Cette impression de magnificence est partagée par d’autres témoins de l’époque. Les contemporains de Jésus devaient être émerveillés en arrivant au sommet d’une colline et découvrant la ville avec, au milieu, une tour de 50 mètres de hauteur, équivalente d’un immeuble de quinze étages, plantée sur un immense terre-plein de 480 mètres de long sur 300 de large et surplombant une bonne partie de la ville, elle-même entourée d’un mur qui formait un véritable rempart.

Pénétrons sur ce terre-plein : Juifs et païens y ont accès.
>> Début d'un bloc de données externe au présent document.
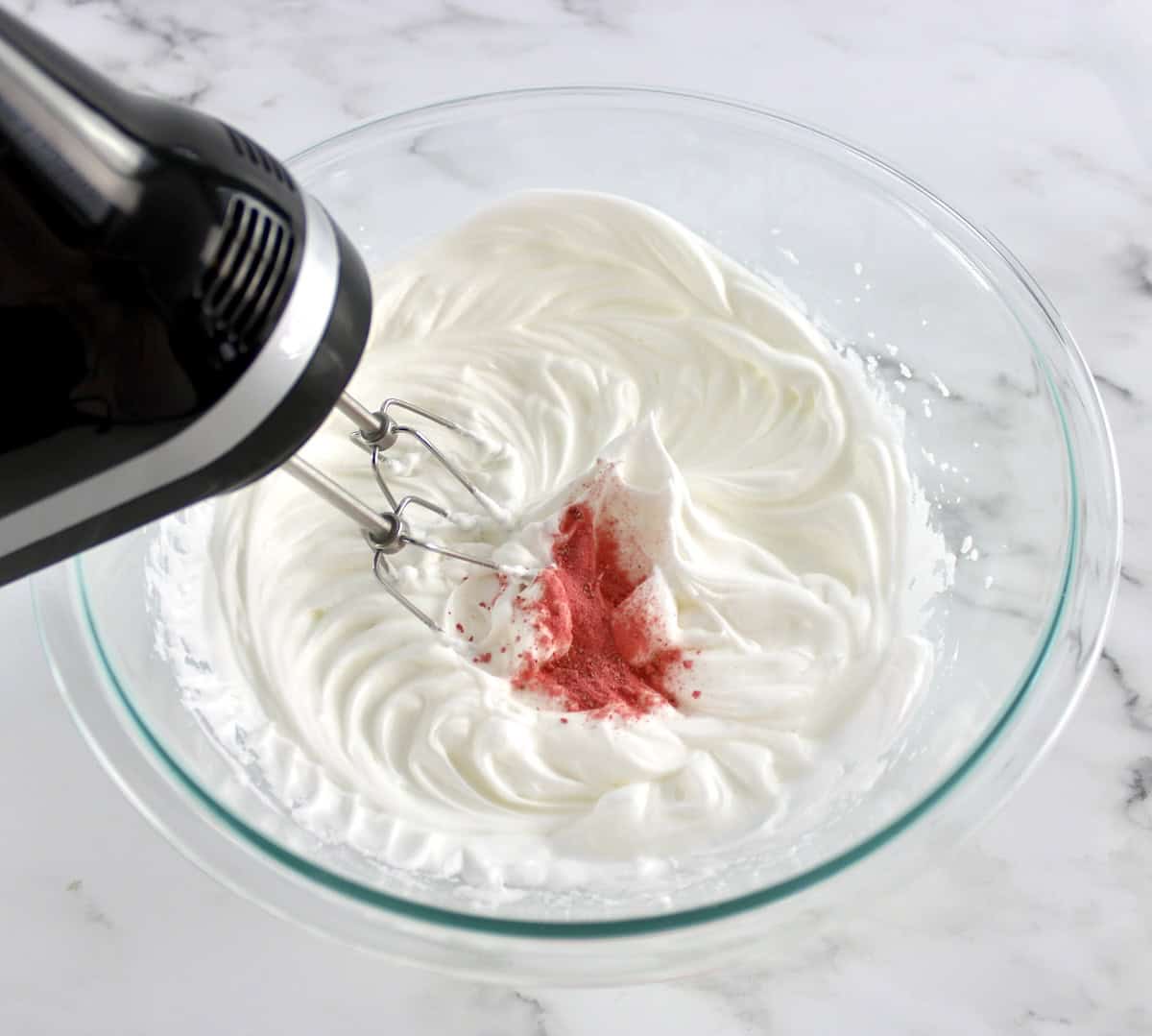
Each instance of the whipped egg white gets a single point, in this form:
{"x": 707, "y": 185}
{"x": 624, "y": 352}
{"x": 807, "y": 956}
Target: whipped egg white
{"x": 765, "y": 477}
On remarque deux immenses portiques, sous lesquels sont installés les marchands de bœufs, de moutons, de colombes, d’huile et de farine, éléments nécessaires au culte; des changeurs de monnaies aussi, ne l’oublions pas, car la circulation des différentes monnaies à l’intérieur de la Palestine rendait indispensable une telle profession. La monnaie officielle du Temple est frappée du temps d’Alexandre Jannée (103-76 avant J.-C.) et elle a le même poids que celle de Tyr (raison pour laquelle elle est appelée monnaie tyrienne). Le centre du terre-plein est surélevé par rapport à l’ensemble; des stèles écrites en grec et en latin en interdisent, sous peine de mort, l’entrée à tout incirconcis.
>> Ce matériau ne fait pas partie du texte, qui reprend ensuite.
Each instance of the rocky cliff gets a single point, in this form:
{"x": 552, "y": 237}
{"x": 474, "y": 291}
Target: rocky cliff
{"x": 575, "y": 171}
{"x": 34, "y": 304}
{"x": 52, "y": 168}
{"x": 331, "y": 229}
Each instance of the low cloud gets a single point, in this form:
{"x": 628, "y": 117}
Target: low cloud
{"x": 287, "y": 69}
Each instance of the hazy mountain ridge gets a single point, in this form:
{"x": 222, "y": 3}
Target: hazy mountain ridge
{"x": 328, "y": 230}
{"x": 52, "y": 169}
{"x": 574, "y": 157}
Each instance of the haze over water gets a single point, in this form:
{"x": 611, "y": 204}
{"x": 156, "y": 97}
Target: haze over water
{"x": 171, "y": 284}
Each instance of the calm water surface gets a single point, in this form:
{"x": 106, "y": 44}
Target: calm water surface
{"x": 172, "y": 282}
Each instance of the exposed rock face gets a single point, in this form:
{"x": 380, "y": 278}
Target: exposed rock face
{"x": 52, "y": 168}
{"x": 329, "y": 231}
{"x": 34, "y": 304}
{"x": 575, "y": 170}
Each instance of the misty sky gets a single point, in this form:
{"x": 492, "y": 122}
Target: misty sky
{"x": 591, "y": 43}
Par des marches, on accède à la terrasse centrale sur laquelle se trouve élevé l’édifice du Temple. Neuf portails, quatre au nord, quatre au sud et un à l’est, y donnent accès; ces neuf portails :

« … étaient recouverts d’or et d’argent sur toute leur surface. L’étaient aussi leurs montants et leurs linteaux; un seul, à l’extérieur du sanctuaire, l’était en bronze de Corinthe, surpassant largement en valeur les portails plaqués d’or et d’argent. Chaque portail avait deux portes de trente coudées de chacun [15 m] et de quinze de large » (Josèphe).

Cette porte corinthienne est sans doute la Belle Porte mentionnée dans Actes 3.2.
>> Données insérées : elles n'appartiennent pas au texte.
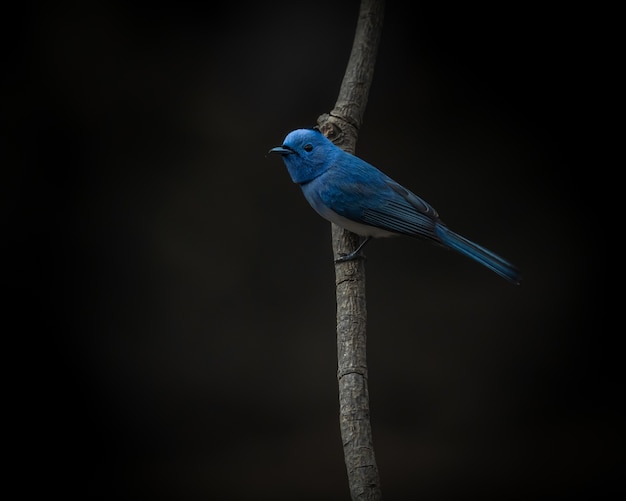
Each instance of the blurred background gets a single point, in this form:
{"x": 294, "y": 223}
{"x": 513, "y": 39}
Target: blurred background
{"x": 171, "y": 311}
On traverse ensuite le parvis des femmes, puis celui des hommes et celui des prêtres qui entoure l’autel des sacrifices. Derrière cet autel se dresse le Temple proprement dit, sorte de cube mesurant 50 mètres en longueur, largeur et hauteur. À l’intérieur, la salle nommée Saint contenait au centre l’autel des parfums, à gauche la table des pains des propositions ou d’offrande, à droite le chandelier à sept branches; le Saint des Saints, lui, est entièrement vide (dans le Temple de Salomon, il contenait l’arche de l’alliance). Il est fermé non par un mur, mais par un double rideau (le voile du Temple); seul le souverain sacrificateur, quoiqu’avec une grande crainte, avait le droit d’y pénétrer une fois par an, le jour de la fête des Expiations; c’est le lieu même de la présence du Seigneur.

Un certain nombre de bâtiments annexes sont accolés au mur du Temple; ainsi la salle du Sanhédrin, les réserves pour le bois, le vin et l’huile destinés au culte, la salle du trésor. D’autres éléments décoratifs, comme des grappes de raisins en or, de la taille d’un homme, sont vues sur le fronton et de nombreuses teintures, faites de tissus précieux, importés des pays lointains.

Quand Josèphe parle de marbres éclatants de blancheur et d’or étincelant, il doit passablement enjoliver, à moins que les prêtres (les seuls à pouvoir pénétrer dans cette partie du sanctuaire) ne nettoient régulièrement les murs; en effet, l’autel est un sérieux foyer de pollution; il n’a aucun point commun avec les autels des églises romaines. Cet autel carré de 25 mètres de côté et de 7,50 mètres de haut, auquel on accède par un escalier, ressemble davantage à un incinérateur ou à un four crématoire, dépourvu de système de récupération et de filtrage de fumées, l’essentiel du culte consistant à brûler entièrement la victime (holocauste) ou bien, au moins, les viscères et la graisse (sacrifices pour les péchés et sacrifices de communion). Seules les peaux ne sont pas consumées et elles sont acquises par les sacrificateurs. Pour le feu, on emploie du bois relativement précieux associé à de l’encens dont le parfum sert à atténuer l’odeur de la viande carbonisée.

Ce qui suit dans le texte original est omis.